(Excerto de algo maior que não existe)

Lembrou-se do verão e daquela curva - perto da Raposeira, a caminho de Sagres - onde se tem um primeiro vislumbre da Ermida de Nossa Senhora de Guadalupe. Ali tinha Henrique se recolhido, em oração; ali era lugar de adoração de sua avó, companheira de infância - a primeira a partir, com a qual tinha tido um primeiro contacto com o vazio, com a perda.
Talvez fosse o momento de viajar até lá, de pedir protecção divina, de comprar ingresso na barca, de pedir visto de entrada na eternidade, de ir ao encontro de todos aqueles que lhe fazem uma falta do caraças.
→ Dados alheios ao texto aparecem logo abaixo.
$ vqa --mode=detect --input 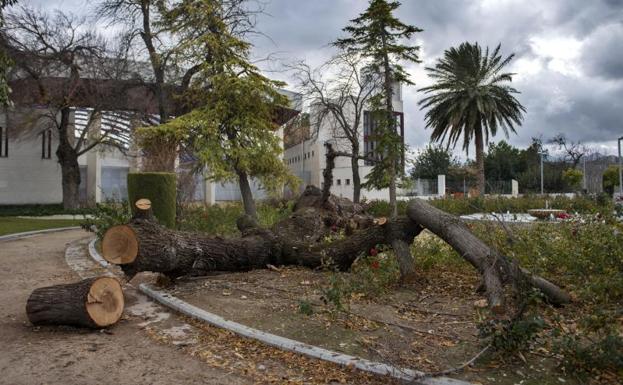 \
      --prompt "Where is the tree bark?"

Também ali, Henrique - Infante das descobertas; um tipo perfeito para a época - tinha pedido protecção para as suas loucuras, para a sua visão de eternidade, para o mergulhar no infinito desconhecido: cabelo escuro, chapéu largo - qual turbante árabe -, de porte altivo; um louco saudável, um visionário pragmático.
Ali não havia laranjeiras; os cheiros eram outros: doces, figos e alfarrobas. Ali as flores das amendoeiras, com a sua neve, tinham ajudado a secar lágrimas de princesas tristes, vindas do norte. O local perfeito para embarcar, cheirar as últimas flores e passar pela última curva na estrada.